In a segment pegged, ironically, to White House criticism of the Washington press corps, Maddow attempted to rise to the White House’s challenge by calling out Romney for holding President Obama to a higher standard on the unemployment rate than he did himself.
Maddow first ran footage of Romney’s interview with Time Magazine’s Mark Halperin yesterday, in which the former governor of Massachussets said that over a period of four years his administration could get the unemployment rate “down to 6 percent, or maybe lower.” She then ran footage from a May 4 speech in which Romney, dismissing celebration of an 8.1 percent unemployment rate, said “anything over 8 percent, anything near 8 percent, anything over 4 percent is not cause for celebration.”
Paraphrasing Romney’s remarks from the May 4 speech, Maddow then said: “Sure, President Obama has brought unemployment down, but anything over 4 percent is an Obama failure.”

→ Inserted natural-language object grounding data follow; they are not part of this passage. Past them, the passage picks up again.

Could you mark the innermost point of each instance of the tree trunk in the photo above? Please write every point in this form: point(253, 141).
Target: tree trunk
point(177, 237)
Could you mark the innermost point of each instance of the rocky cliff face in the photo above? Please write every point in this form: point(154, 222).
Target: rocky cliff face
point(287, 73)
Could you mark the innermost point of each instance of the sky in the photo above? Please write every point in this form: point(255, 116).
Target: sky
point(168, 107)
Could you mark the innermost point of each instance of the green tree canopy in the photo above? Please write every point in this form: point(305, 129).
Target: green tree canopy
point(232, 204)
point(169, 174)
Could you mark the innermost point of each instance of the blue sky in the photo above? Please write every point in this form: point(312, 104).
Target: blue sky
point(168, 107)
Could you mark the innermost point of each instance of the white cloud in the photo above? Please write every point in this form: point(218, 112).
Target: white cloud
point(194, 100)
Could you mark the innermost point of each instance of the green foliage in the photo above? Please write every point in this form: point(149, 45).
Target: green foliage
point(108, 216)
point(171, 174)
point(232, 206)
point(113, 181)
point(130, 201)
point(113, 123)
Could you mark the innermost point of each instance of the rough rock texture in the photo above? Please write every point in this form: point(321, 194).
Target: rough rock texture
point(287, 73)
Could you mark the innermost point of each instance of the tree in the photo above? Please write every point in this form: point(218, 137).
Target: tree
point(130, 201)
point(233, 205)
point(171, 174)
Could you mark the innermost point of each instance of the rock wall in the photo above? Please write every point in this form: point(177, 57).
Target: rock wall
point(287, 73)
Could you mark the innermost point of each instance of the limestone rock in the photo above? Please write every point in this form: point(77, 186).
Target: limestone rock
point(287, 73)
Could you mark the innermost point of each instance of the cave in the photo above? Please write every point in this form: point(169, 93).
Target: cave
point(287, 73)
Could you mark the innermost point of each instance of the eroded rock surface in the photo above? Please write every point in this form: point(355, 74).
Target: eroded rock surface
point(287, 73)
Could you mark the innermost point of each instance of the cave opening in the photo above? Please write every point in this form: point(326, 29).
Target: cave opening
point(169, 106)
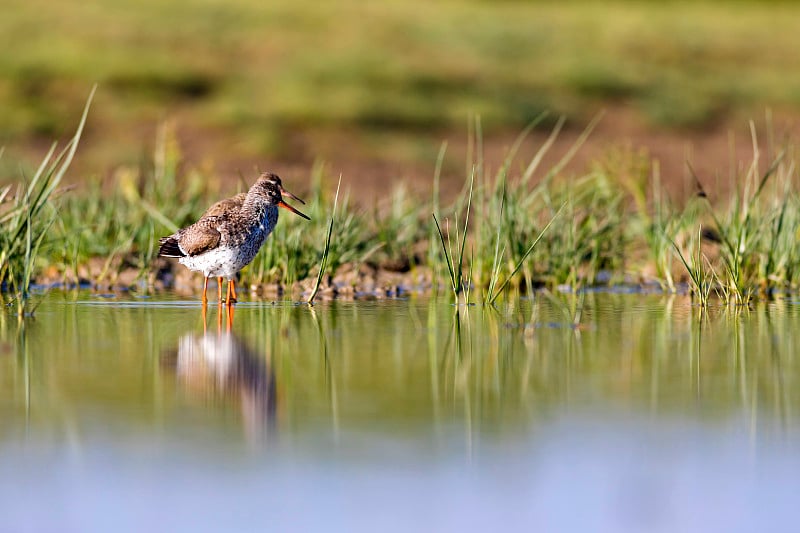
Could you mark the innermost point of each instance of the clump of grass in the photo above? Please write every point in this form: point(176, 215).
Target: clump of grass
point(508, 228)
point(455, 267)
point(26, 223)
point(326, 250)
point(701, 274)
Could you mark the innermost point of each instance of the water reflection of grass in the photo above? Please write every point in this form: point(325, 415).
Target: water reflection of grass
point(408, 366)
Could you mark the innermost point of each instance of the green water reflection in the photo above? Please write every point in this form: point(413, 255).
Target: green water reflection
point(412, 368)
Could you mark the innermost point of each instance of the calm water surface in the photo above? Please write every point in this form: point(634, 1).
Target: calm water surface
point(131, 414)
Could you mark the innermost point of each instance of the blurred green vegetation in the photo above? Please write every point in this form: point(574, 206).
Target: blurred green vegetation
point(266, 69)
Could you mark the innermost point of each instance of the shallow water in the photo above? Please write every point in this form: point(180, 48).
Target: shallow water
point(128, 414)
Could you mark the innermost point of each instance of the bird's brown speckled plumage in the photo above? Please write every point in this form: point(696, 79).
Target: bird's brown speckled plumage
point(229, 234)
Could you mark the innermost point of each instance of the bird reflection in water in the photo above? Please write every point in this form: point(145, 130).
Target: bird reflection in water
point(221, 365)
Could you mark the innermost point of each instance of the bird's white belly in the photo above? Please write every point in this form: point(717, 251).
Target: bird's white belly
point(221, 261)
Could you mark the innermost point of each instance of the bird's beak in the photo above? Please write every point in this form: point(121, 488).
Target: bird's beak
point(284, 192)
point(292, 209)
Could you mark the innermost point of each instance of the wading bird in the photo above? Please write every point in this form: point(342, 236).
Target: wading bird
point(230, 233)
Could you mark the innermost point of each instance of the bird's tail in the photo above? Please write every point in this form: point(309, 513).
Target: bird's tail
point(169, 247)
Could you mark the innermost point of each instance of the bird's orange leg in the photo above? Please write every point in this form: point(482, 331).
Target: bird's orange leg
point(231, 295)
point(205, 289)
point(229, 323)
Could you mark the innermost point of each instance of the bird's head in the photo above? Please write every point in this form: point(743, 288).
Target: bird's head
point(269, 185)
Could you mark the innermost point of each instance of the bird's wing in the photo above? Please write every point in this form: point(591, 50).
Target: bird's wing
point(200, 236)
point(226, 206)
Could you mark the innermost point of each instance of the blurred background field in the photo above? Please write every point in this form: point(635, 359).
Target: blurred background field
point(373, 89)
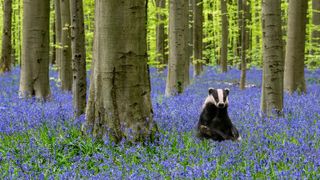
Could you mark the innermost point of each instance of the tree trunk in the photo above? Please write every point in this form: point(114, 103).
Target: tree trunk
point(119, 102)
point(78, 57)
point(316, 24)
point(273, 62)
point(5, 61)
point(244, 44)
point(240, 17)
point(225, 33)
point(66, 58)
point(178, 45)
point(53, 53)
point(34, 78)
point(58, 29)
point(160, 39)
point(294, 62)
point(197, 36)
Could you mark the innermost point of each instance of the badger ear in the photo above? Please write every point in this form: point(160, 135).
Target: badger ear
point(227, 91)
point(211, 90)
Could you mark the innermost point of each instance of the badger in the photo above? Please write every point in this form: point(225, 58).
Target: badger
point(214, 122)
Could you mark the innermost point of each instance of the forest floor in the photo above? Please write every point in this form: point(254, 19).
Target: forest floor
point(42, 140)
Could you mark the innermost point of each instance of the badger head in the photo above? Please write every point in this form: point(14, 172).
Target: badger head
point(219, 97)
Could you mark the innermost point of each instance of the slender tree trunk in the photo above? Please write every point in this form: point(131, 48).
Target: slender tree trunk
point(273, 62)
point(244, 44)
point(197, 36)
point(5, 61)
point(316, 24)
point(58, 28)
point(161, 4)
point(294, 63)
point(78, 57)
point(119, 102)
point(178, 45)
point(225, 33)
point(34, 78)
point(53, 53)
point(240, 17)
point(189, 42)
point(66, 58)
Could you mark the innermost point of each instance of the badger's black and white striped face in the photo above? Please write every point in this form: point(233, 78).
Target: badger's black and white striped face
point(219, 97)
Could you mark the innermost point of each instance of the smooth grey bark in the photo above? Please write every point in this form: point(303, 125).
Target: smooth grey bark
point(5, 61)
point(178, 66)
point(273, 62)
point(244, 43)
point(34, 78)
point(240, 17)
point(160, 34)
point(58, 29)
point(66, 57)
point(316, 24)
point(79, 86)
point(294, 61)
point(119, 104)
point(225, 34)
point(53, 49)
point(197, 36)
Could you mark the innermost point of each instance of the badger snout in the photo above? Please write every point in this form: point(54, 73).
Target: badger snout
point(221, 105)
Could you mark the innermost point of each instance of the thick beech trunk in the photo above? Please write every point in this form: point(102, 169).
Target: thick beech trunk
point(119, 102)
point(273, 62)
point(34, 78)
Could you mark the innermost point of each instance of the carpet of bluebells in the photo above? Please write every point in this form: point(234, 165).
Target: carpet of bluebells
point(43, 140)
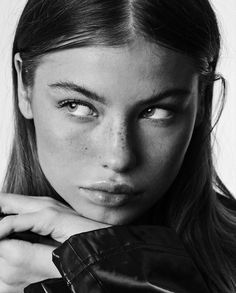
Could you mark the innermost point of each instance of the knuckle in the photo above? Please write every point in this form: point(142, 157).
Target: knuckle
point(51, 212)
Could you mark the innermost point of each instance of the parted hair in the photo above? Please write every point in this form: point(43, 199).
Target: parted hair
point(191, 206)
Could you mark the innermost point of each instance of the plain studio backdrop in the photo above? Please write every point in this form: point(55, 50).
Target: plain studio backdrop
point(225, 133)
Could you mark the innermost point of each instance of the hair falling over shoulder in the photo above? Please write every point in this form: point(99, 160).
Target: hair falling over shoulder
point(206, 226)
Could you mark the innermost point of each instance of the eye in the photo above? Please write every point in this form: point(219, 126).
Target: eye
point(156, 113)
point(78, 108)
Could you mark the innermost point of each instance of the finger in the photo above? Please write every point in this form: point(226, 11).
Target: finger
point(10, 289)
point(20, 223)
point(17, 204)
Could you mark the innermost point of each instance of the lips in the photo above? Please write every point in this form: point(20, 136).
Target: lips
point(109, 194)
point(113, 188)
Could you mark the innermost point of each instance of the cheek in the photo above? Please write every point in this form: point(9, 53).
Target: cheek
point(62, 151)
point(166, 149)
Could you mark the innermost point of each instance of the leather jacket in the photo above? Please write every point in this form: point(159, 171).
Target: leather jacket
point(125, 259)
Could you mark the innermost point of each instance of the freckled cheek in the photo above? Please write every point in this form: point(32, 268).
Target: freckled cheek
point(62, 146)
point(166, 152)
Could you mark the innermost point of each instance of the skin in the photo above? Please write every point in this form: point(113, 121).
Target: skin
point(127, 139)
point(120, 144)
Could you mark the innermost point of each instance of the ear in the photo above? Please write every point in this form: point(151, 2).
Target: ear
point(24, 100)
point(200, 107)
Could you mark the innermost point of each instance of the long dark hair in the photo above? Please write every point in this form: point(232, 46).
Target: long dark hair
point(193, 209)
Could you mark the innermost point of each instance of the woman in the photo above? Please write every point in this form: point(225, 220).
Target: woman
point(112, 138)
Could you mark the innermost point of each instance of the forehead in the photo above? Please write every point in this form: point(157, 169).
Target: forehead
point(139, 66)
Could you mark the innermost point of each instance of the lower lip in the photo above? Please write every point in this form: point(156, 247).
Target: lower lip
point(107, 199)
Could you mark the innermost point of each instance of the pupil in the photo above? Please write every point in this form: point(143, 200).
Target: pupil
point(73, 105)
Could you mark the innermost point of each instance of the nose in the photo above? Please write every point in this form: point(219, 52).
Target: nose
point(119, 149)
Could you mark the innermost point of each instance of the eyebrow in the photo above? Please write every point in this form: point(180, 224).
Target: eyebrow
point(70, 86)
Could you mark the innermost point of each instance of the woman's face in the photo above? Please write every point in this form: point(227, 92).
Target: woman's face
point(113, 126)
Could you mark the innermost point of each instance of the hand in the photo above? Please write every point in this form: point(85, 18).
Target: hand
point(21, 262)
point(42, 215)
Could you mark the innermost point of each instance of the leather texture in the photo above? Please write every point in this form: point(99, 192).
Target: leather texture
point(124, 259)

Then, speaking for herself, Maddow said: “Mitt Romney says anything over 4 percent is a failure of the Obama administration, then two-and-a-half weeks later says his own goal is 6 percent unemployment.”
That is incorrect — which is to say, false. Mitt Romney did not say that unemployment over 4 percent is a failure of the Obama administration. He said it was not cause for celebration. Furthermore, in his interview with Halperin, Romney did not say that his own goal of 6 percent unemployment would be cause for celebration either. He merely said that that was his own goal. Maddow is simply tying together two different statements to create and attribute a statement that was never actually made.
The irony is that Maddow pegged her criticism of Romney to White House spokesman Jay Carney’s own criticism of the Washington press corps.